Dutzende Demonstrationen gegen Rechtsextremismus am Wochenende in Bayern

In Nürnberg ist Schild mit der Aufschrift „Die Brandmauer muss bleiben!“ zu sehen. © dpa

20 000 Menschen demonstrierten in Regensburg mit Plakaten gegen Rechts. © Haubner/NEWS5

An die Kinder von Indersdorf erinnerten Demo-Teilnehmer in Dachau. In Indersdorf wurden nach dem Zweiten Weltkrieg Kinder aus den KZs und NS-Heimen versorgt. © Norbert Habschied

Dachau/Regensburg – Zehntausende Menschen haben am Wochenende in Bayern gegen den wachsenden Einfluss rechtsextremer und populistischer Parteien demonstriert. Die größte Demonstration fand gestern in Regensburg statt. Dort kamen nach Angaben der Polizei rund 20 000 Menschen unter dem Motto „Die Brandmauer sind wir“ zusammen. In Augsburg waren tags zuvor 4500 Menschen auf die Straße gegangen. Sie hielten Transparente in die Höhe, auf denen Botschaften wie „Nie wieder ist jetzt!“ standen.

In Würzburg waren bis zu 5000 Menschen bei einer „Demo für Demokratie“ in der Innenstadt unterwegs. Am Bahnhof war ein Infostand der AfD aufgebaut, gegen den sich ein Gegenprotest bildete. Es sei zu mehreren Eierwürfen in Richtung des AfD-Standes gekommen, teilte die Polizei mit. Ein Ei traf einen Polizisten, der unverletzt blieb. Gegen den bekannten Täter werde wegen versuchter gefährlicher Körperverletzung ermittelt.

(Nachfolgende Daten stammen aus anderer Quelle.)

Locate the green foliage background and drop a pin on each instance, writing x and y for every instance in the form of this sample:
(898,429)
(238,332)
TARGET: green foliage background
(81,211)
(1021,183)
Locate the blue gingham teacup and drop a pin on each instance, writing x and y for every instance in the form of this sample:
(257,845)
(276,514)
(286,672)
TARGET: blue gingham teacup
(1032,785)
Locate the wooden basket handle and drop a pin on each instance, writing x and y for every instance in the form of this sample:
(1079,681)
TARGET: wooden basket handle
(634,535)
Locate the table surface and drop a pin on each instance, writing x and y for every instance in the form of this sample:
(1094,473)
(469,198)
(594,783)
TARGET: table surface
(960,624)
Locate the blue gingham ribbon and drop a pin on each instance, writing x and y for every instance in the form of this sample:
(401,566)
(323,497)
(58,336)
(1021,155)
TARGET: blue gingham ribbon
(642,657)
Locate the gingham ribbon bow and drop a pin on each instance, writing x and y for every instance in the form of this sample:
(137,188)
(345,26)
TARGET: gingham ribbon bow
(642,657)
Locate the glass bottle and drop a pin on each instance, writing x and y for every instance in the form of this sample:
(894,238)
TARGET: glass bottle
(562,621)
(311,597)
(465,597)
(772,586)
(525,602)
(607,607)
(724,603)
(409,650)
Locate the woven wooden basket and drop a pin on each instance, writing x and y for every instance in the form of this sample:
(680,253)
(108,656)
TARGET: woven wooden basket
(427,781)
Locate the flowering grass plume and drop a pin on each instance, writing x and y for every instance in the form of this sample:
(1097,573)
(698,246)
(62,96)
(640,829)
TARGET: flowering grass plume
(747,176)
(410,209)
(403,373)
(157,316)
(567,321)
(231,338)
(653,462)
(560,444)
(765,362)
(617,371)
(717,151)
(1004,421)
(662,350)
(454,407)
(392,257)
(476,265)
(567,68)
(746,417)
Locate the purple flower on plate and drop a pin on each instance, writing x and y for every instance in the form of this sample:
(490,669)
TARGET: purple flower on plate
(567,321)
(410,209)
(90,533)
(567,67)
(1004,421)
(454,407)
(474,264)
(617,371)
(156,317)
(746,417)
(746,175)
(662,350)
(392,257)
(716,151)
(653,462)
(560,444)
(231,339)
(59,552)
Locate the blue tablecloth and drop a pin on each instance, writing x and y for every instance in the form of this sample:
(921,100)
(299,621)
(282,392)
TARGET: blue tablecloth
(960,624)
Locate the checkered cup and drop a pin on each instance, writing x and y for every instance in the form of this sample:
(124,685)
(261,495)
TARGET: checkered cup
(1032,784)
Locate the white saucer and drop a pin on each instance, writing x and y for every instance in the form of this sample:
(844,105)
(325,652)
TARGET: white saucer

Durch einen weiteren Eierwurf wurden Flyer des Infostandes verschmutzt – das läuft unter Sachbeschädigung.

Auch in anderen Städten, darunter Kempten, Erlangen, München, Nürnberg und Passau, gab es Demonstrationen und Kundgebungen mit hunderten Teilnehmern. In Dachau erinnerten die rund 3000 Demonstrierenden unter dem Motto „Demokratie braucht Vielfalt“ auch an die Kinder von Indersdorf. In der Gemeinde wurden nach dem Zweiten Weltkrieg Kinder versorgt, die zuvor in Konzentrationslagern und in NS-Heimen waren. Einige Demonstrierende hatten sich Fotos jener Kinder um den Hals gehängt.

Anlass für die Demonstrationen ist auch die Politik von Unionskanzlerkandidat Friedrich Merz, der Anträge und einen Gesetzesentwurf im Bundestag zur Abstimmung gestellt hatte, obwohl er wusste, dass eine reale Chance auf Zustimmung nur mit den Stimmen der AfD-Abgeordneten gegeben war. Ein Entschließungsantrag wurde mit den Stimmen unter anderem der AfD angenommen. Ein Gesetzentwurf mit verschärften Regelungen zur Migration war am Freitag dagegen nach langer Debatte gescheitert, als mehrere CDU-Abgeordnete nicht abgestimmt und so eine Mehrheit verhindert hatten.